Comment concevoir d’élire des conseillers départementaux au scrutin majoritaire pour constituer le Conseil départemental et à nouveau d'élire des représentants départementaux différents au scrutin proportionnel pour constituer le Conseil régional ? C'est en fait un scrutin anachronique qui favorise l'abstention que la gent politique de droite et de gauche regrettera en chœur au soir du 20 juin sur tous les plateaux télé !
Bien plus rationnel serait d'élire des conseillers départementaux dans le cadre de circonscriptions départementales qui pourraient ensuite constituer le seul conseil régional qui se verrait attribuer toutes les prérogatives du Conseil départemental.
Réduire le millefeuille administratif
La question de la suppression des conseils départementaux trotte dans les esprits depuis longtemps. La France compte en effet aujourd’hui 6 strates administratives : état, régions, départements, intercommunalités, métropoles, communes et même 7 strates si l’on y ajoute l’échelon européen alors que la plupart des pays modernes en comptent beaucoup moins, par exemple 3 strates seulement aux Etats-Unis !
Le département est une division administrative, mise en place sous la Révolution française par le décret du 22 décembre 1789 pris par l'Assemblée constituante. Au nombre de 96 pour la métropole et 4 pour l’Outre-Mer, ils se trouvent dotés d’un préfet, d’une préfecture et de son administration, du Conseil général (appelé maintenant Conseil départemental), de ses élus et de son personnel de gestion.
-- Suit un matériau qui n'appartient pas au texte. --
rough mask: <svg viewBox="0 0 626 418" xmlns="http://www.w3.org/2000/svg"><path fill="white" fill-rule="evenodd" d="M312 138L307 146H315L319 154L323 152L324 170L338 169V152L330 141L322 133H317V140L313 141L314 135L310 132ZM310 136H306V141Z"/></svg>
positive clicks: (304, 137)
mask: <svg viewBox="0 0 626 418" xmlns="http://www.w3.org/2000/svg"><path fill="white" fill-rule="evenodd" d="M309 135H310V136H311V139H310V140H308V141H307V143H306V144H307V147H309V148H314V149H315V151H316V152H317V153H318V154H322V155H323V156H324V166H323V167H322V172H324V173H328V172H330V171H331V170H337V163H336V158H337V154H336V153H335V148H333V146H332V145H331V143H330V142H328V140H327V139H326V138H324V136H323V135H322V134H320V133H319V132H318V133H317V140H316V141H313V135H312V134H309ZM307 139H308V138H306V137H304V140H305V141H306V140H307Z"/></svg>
Mais le législateur ne s’est pas contenté d’en rester là et les départements se subdivisent encore en cantons, arrondissements et pays !
En 2002, Jean-Pierre Raffarin initia « l’acte 2 de la décentralisation » et esquissa l’idée que l’armature territoriale française devait reposer sur le couple Etat-Région, développant ainsi les propos tenus par Jacques Chirac dans un discours tenu à Rennes d’où il ressortait qu’il y avait trop de collectivités locales en France.
En 2008, la commission pour la libération de la croissance, dite « commission Attali », avait fait 316 propositions parmi lesquelles la disparition progressive de l’échelon départemental pour éviter des gaspillages financiers énormes et améliorer l’efficacité de la gestion publique.
En 2010, proposée à Nicolas Sarkozy via la commission Balladur, la disparition des départements intéressa fort l’ancien Président mais devant l’opposition des élus locaux, y compris de son propre camp, il se contenta seulement de créer le conseiller territorial. Ce nouvel élu devait être, à partir de 2014, une même personne élue à la fois au Conseil départemental et au Conseil régional. Ceci correspondait à une fusion des élections des représentants de la région et du département, modification décidée dans le cadre de la réforme des collectivités territoriales et de la loi du 16 décembre 2010.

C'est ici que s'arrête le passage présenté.